In 1967 Felice and Boudleaux Bryant wrote—in only 10 minutes—“Rocky Top,” which upon its first playing at halftime of the Alabama game in 1972 became the UT rallying song for sports and other occasions. UT has a special license to play the song.
The Bryants met at the Schroeder Hotel in Milwaukee in 1945 where Felice (named Matilda Genevieve Scaduto) was an elevator operator and where Diadorius Boudleaux Bryant, a classically trained violinist from Georgia who had spent a season with the Atlanta Philharmonic in 1938, was playing in a jazz band in the cocktail lounge.

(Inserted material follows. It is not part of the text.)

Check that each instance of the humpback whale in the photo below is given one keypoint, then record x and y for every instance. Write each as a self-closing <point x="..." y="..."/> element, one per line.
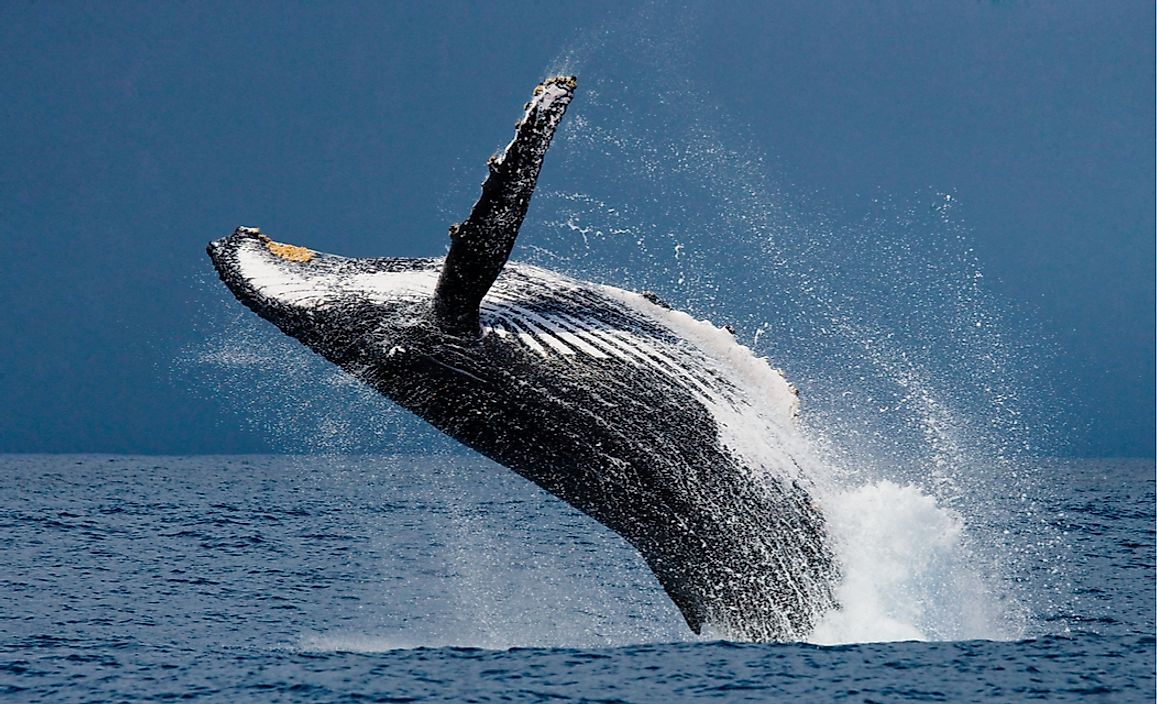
<point x="660" y="426"/>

After five days, the couple ran off together and later married. Boudleaux and his wife, for whom his pet name was Felice, became one of the most successful song writing teams ever. In the early years of their marriage, they moved around—from Cincinnati to Green Bay and then back to his native Moultrie, Georgia. Their first published song was “Genevieve.”
In 1948 a Grand Ole Opry newcomer, Little Jimmy Dickens, recorded their song “Country Boy,” which went to number one on the charts in 1949. In 1950 the Bryants moved to Nashville. In 1958 the Everly Brothers (from Knoxville) recorded the first of several Bryant songs: “Bye Bye Love,” which would define the Everly Brothers’ career. Later, the Everly Brothers recorded “All I have to Do is Dream” and “Wake Up Little Susie,” among other Bryant compositions.
Others who recorded the Bryants’ songs included Elvis Presley, the Beatles, Bob Dylan, the Grateful Dead, the Beach Boys, Tony Bennett, Simon and Garfunkel, Ray Charles, Roy Orbison, and Sarah Vaughan.
Among other honors, the Bryants have been inducted into the Country Music Hall of Fame (1991), the Rockabilly Hall of Fame, the National Songwriters’ Hall of Fame (1986), and the Nashville Songwriters Hall of Fame. In 1982 “Rocky Top” became a Tennessee State Song.
In 2017, there was a special “Rocky Top” exhibit that opened in Hodges Library, accompanied by a performance from the Pride of the Southland Band. Included in the exhibit was the original handwritten ‘Rocky Top’ manuscript, written by the Bryants in 1967, in room 388 of the Gatlinburg Inn in Gatlinburg, Tennessee. Sons of the Bryants Del and Dane loaned both the manuscript and the guitar their father used when composing Rocky Top, as well as other ‘Rocky Top’ related memorabilia for the exhibit.